Horseplay Part 2

When you’re a passenger in a jet plane thousands of feet in the air, the last thing you want the pilot to do is to engage in horseplay.

 The same thing goes when you’re traveling a two-lane highway and on-coming cars are approaching at 50 or 60 miles an hour.  I’m sure you’d cringe if you thought one of the drivers was taking part in horseplay instead of concentrating on driving

Well, horseplay on the job is just as dangerous, and like the cases of the airplane and automobile, the person endangered isn’t just the one that’s horsing around.  Other people are involved.

Work areas are strictly for actions that are planned and controlled.  Horseplay is uncontrolled, unplanned, and usually full of surprises.  There is no place for it on the job.

 A machine shop manager recently listed a number of horseplay situations which had occurred in his plant but which were eliminated when a safety campaign was started.  Some of these horseplay tricks obviously were pulled by persons who were rather immature, while others seem like the type of jokes any of us might be tempted to try if we didn’t know better.

Here’s the list:

  •  wiring or securing doors so they can’t be opened
  • greasing of handles, switches and locks
  • blowing clothes with compressed air
  • and wrestling and striking each other.
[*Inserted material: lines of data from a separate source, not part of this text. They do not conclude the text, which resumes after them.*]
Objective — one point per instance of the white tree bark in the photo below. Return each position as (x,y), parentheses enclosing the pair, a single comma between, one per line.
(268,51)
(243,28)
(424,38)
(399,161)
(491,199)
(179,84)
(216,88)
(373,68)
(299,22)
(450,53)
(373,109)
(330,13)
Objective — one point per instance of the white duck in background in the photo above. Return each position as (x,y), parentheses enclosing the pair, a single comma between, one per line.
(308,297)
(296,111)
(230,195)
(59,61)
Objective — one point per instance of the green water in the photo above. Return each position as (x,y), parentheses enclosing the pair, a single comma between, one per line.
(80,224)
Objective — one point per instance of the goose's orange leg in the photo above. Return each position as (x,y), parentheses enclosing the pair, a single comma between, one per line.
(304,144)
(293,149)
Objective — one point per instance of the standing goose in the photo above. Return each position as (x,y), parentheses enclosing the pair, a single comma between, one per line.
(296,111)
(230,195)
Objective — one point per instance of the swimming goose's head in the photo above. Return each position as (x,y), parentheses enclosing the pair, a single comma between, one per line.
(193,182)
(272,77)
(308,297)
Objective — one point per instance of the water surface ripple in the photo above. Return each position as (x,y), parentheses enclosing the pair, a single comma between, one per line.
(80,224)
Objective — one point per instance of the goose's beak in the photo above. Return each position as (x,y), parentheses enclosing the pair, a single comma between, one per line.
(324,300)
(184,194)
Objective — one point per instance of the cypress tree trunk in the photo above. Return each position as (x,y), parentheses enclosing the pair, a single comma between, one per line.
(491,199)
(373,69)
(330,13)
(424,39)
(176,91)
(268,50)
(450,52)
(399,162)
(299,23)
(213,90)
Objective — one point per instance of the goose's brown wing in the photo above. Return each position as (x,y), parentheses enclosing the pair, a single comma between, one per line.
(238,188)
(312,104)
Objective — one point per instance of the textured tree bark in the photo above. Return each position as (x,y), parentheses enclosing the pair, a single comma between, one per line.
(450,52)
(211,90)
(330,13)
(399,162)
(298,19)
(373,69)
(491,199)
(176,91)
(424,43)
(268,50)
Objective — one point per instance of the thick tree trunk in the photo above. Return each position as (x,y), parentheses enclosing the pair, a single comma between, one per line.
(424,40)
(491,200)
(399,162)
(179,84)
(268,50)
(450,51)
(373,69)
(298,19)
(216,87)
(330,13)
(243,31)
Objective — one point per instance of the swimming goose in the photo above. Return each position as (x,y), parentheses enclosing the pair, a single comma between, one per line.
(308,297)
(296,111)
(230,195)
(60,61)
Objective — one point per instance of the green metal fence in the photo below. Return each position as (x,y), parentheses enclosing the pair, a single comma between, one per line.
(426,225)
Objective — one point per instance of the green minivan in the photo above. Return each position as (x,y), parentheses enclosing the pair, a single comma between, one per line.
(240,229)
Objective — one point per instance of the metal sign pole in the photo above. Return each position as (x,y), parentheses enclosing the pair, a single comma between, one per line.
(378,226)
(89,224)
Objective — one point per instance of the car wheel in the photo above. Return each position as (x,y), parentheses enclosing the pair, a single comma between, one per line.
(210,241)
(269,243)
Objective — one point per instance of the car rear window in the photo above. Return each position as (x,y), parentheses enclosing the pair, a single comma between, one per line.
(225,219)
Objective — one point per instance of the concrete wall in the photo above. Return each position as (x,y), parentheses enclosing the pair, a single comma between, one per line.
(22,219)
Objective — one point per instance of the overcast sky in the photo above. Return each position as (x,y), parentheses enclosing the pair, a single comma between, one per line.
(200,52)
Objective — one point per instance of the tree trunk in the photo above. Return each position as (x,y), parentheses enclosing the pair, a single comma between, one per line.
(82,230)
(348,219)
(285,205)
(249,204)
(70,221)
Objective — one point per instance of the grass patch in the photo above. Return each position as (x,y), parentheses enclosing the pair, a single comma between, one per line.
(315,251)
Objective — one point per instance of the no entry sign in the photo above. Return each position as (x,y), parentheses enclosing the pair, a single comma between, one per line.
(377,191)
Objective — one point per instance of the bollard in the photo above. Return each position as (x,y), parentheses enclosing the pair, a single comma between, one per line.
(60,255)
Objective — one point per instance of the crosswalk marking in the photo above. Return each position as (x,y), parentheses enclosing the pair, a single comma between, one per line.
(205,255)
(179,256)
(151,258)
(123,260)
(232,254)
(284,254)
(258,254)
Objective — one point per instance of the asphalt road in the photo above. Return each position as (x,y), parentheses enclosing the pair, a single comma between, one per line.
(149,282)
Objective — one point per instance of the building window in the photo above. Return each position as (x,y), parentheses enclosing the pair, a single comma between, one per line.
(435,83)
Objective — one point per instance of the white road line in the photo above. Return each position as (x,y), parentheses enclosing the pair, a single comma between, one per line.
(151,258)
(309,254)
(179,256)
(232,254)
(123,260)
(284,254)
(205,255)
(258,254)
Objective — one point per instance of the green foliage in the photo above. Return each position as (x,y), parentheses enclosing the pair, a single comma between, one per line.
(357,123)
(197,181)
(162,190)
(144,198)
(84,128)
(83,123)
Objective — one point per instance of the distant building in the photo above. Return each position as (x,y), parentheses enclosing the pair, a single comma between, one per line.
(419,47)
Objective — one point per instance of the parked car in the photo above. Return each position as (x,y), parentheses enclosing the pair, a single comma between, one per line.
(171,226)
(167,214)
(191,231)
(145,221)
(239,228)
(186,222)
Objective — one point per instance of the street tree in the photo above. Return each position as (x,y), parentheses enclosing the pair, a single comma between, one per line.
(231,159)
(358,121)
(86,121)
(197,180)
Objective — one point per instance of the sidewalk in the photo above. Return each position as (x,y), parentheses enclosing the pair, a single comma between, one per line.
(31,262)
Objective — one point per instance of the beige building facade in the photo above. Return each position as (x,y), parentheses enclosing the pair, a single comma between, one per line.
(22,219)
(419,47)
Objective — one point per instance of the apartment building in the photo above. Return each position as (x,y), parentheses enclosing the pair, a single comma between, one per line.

Others included scaring people with loud noises; hiding other people’s tools; filling employee lockers with heavy junk; tinkering with other employee’s equipment.

Elimination of these detrimental acts was bound to cut down on injuries.  The person who compiled this list of horseplay situations also noted that any of the acts might trigger long-lasting hard feelings or a fight which could cause an injury or dismissal from the job.

This brings us to the point that the reactions of human beings are not entirely predictable.  Their reactions to a joke might range from a laugh to a punch in the nose depending on what kind of a mood they’re in.  Not too long ago a case was recorded where some workers hid another employee’s hammer.  He reached into several areas overhead in search of the hammer and finally caught his finger on a sharp object which resulted in an injury that required an amputation.  That wasn’t funny.  Likewise, jokesters who play around with compressed air are turning a hose into a dangerous weapon that can put out an eye, rupture an eardrum, or cause painful hemorrhage.

In addition to the injury toll, horseplay costs thousands of dollars annually in damage to equipment and materials, and this has a bearing on profits and jobs.

Most of us have a good sense of humor and enjoy a good laugh.  But a sense of humor and horseplay are not really as closely related as they might seem.  Horseplay often carries many of the characteristics of cruelty.  And you can add irresponsibility and immaturity to that, too.  No employee would intentionally do anything to cause another worker to be injured.  So recognize the part you play in the overall safety picture and respect the feelings of others.